What's an IRA?
IRA stands for "Individual Retirement Arrangement." It's a retirement account that you can use for yourself. It's probably the easiest retirement account for anyone to open, yet so many people are too afraid to even try it. It's not something that you buy, and it's not something that your company can create for you. It's an account (just like a bank account) that you can create for yourself.
There are 2 main types of IRAs
- A Traditional IRA
- A Roth IRA
A Traditional IRA is by far the most common type of IRA that people have. It works very similarly to a 401(k). A Traditional IRA allows you to "defer taxes." This means any money that you put into an IRA from your work doesn't have to count as income to you this year. You can wait until you retire and count it as income then. It's great because you can lower your taxes by putting money into the IRA. The downside is that you'll have to pay taxes at some point, and usually your account will be worth a lot more when you retire, so you might have to pay a lot in taxes in the future.

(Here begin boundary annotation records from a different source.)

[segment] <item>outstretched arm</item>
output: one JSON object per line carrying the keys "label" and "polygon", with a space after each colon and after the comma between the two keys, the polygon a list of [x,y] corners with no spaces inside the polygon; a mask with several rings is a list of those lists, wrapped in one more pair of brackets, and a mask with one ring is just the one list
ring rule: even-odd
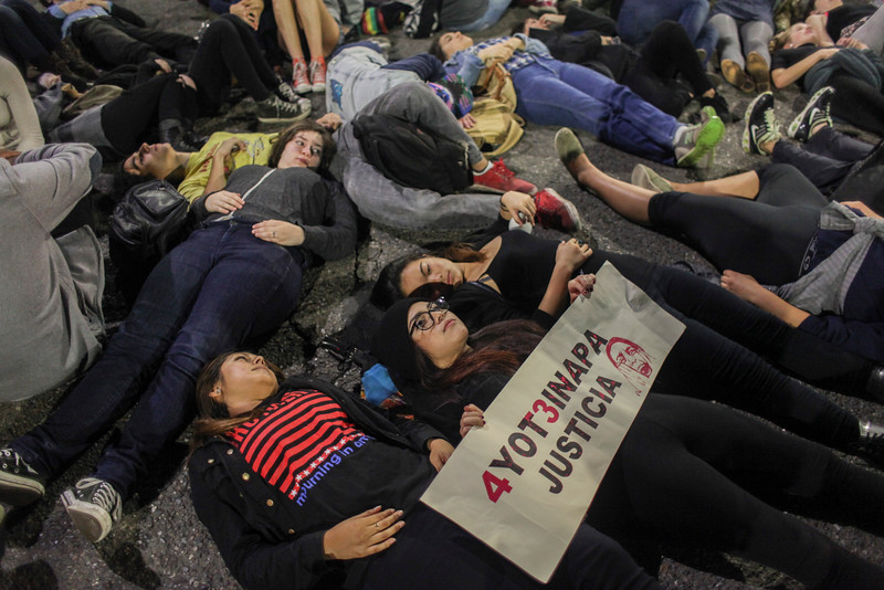
{"label": "outstretched arm", "polygon": [[766,289],[758,281],[747,274],[725,271],[722,275],[722,286],[741,299],[780,318],[793,328],[797,328],[810,317],[809,313],[781,299],[777,294]]}

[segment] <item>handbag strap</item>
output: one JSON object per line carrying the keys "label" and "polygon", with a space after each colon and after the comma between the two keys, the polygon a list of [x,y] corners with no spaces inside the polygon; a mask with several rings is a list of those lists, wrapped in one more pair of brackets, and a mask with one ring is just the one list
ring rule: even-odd
{"label": "handbag strap", "polygon": [[[245,199],[248,199],[249,196],[252,194],[252,191],[255,190],[257,187],[260,187],[261,183],[264,181],[264,179],[267,178],[270,175],[272,175],[275,171],[276,171],[275,168],[272,168],[272,169],[267,170],[267,172],[264,176],[261,177],[261,180],[259,180],[254,186],[252,186],[251,189],[245,191],[245,194],[242,196],[242,200],[245,201]],[[224,215],[222,218],[218,218],[214,221],[227,221],[229,219],[233,219],[233,212],[230,212],[230,213],[228,213],[227,215]]]}

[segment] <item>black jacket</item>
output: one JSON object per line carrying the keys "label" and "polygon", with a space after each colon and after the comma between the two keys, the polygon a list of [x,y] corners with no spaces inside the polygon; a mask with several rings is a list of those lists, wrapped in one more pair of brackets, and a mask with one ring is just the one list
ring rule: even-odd
{"label": "black jacket", "polygon": [[[282,391],[298,389],[329,394],[357,426],[379,441],[427,454],[429,440],[443,438],[421,422],[388,420],[324,381],[293,377],[281,387]],[[197,515],[244,588],[337,588],[350,566],[362,561],[326,561],[325,531],[301,533],[292,501],[255,474],[228,441],[215,438],[197,449],[188,470]]]}

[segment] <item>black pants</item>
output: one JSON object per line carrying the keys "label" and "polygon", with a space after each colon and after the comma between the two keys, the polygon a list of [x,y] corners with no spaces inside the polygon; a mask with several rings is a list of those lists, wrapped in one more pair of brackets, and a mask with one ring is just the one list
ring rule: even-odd
{"label": "black pants", "polygon": [[110,66],[157,57],[188,63],[197,49],[190,36],[136,27],[114,17],[81,19],[71,25],[71,38],[91,62]]}
{"label": "black pants", "polygon": [[178,74],[155,76],[102,108],[102,129],[114,149],[130,154],[152,139],[159,122],[175,119],[187,126],[199,116],[197,93],[177,78]]}
{"label": "black pants", "polygon": [[593,589],[655,590],[648,576],[615,541],[582,525],[547,586],[540,584],[482,541],[439,515],[418,505],[406,515],[408,524],[397,542],[364,566],[354,586],[360,590],[450,590],[455,588],[508,590]]}
{"label": "black pants", "polygon": [[884,94],[882,88],[846,73],[835,73],[829,78],[835,89],[832,115],[859,127],[884,136]]}
{"label": "black pants", "polygon": [[791,283],[828,200],[788,165],[768,166],[758,178],[755,200],[655,194],[648,208],[651,224],[675,234],[719,270],[747,273],[767,285]]}
{"label": "black pants", "polygon": [[49,70],[49,54],[61,42],[40,13],[27,0],[0,0],[0,54],[22,72],[28,64]]}
{"label": "black pants", "polygon": [[677,22],[657,24],[640,54],[635,66],[620,82],[664,113],[677,117],[690,101],[678,92],[677,75],[685,78],[695,96],[712,88],[693,42]]}
{"label": "black pants", "polygon": [[[860,390],[869,377],[867,361],[843,352],[830,355],[835,347],[789,328],[733,293],[676,268],[597,251],[583,272],[594,273],[606,261],[685,324],[684,334],[660,370],[654,391],[717,400],[830,446],[856,442],[859,421],[853,414],[761,357],[778,365],[788,360],[793,372],[820,371],[832,384],[852,382]],[[852,362],[842,362],[845,357]],[[849,376],[844,376],[845,370],[850,370]]]}
{"label": "black pants", "polygon": [[[884,529],[884,477],[829,450],[707,402],[651,396],[589,509],[614,539],[628,524],[701,542],[786,572],[812,588],[884,588],[884,569],[762,502]],[[790,503],[790,507],[793,503]],[[406,527],[408,528],[408,527]]]}
{"label": "black pants", "polygon": [[[813,134],[803,146],[777,141],[770,156],[777,164],[794,166],[828,197],[841,185],[853,165],[872,152],[872,148],[865,141],[827,126]],[[855,200],[862,199],[857,196]]]}
{"label": "black pants", "polygon": [[233,14],[212,21],[188,74],[197,83],[200,109],[206,114],[218,110],[227,99],[231,75],[255,101],[265,99],[276,86],[276,75],[261,53],[254,31]]}

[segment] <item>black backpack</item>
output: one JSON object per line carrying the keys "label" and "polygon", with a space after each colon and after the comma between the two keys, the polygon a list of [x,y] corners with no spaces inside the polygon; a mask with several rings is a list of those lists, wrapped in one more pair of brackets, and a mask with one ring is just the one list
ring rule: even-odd
{"label": "black backpack", "polygon": [[403,187],[450,194],[473,183],[466,145],[392,115],[359,115],[352,129],[366,161]]}

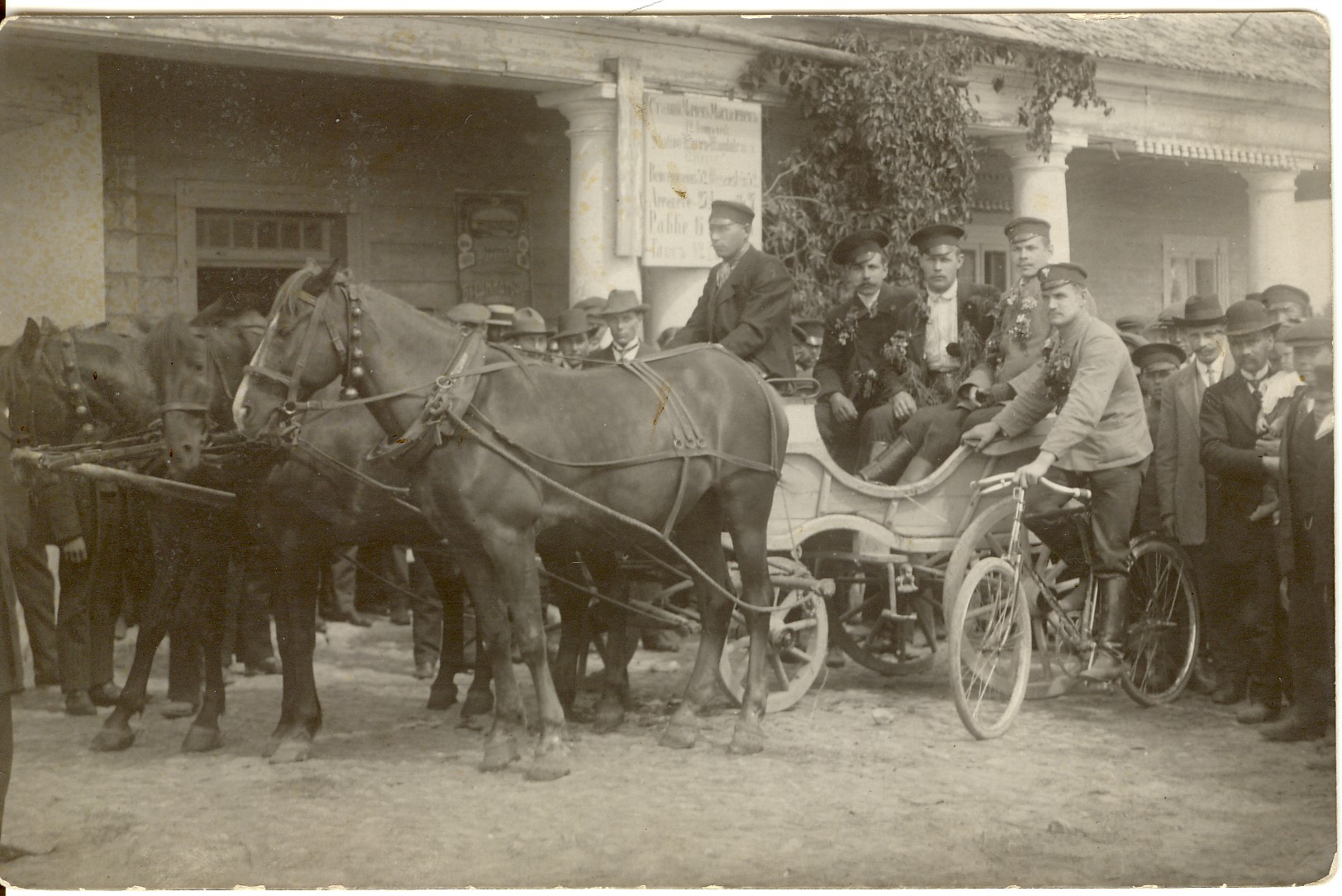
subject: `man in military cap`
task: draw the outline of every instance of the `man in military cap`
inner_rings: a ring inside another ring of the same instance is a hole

A Roth IRA is not as common, but arguably a better choice for young people. The Roth IRA doesn't let you defer taxes, so you don't get to write off your income like you can with a Traditional IRA. The Roth IRA has the benefit of not being taxable at all in retirement. Once the money is in the account, you can use it in retirement and not owe any taxes on it. This is usually great for people who want to plan their spending in retirement and not have to worry about setting any money aside for taxes.
How do I start an IRA?
Opening an IRA is easy. You just need to have a few things first:
- You'll need to have "earned income" in order to contribute money to an IRA. So no "under the table" money, no gift money, and no borrowing money to contribute. Nearly every broker will have a link online to transfer money directly from your bank account to the IRA, but if you're old school you can mail in a check too.
- Some personal information
- Just like opening a bank account, they'll need to know your address, SSN#, birthday, and possibly a few other personal details. Expect to have to scan or fax a copy of your ID in order to open the account.
That's it! You can choose any broker you like, some of the most common brokers are Fidelity, Vanguard, Charles Schwab, E*Trade, TradeKing, or TD Ameritrade. There are plenty of other choices though and each broker has its own pros and cons. The home page should have a button on the top to open an account. Click that, and choose IRA from the list of choices. You'll have to agree to some terms and conditions, but that's all there is to it.
Words of Caution
IRAs have limits to how much you can contribute in any given year, consult a financial adviser for specifics. (As of 2015 the limit was $5,500). Also, there is an income limit to who can benefit from an IRA. Again, consult a financial adviser to see if you qualify.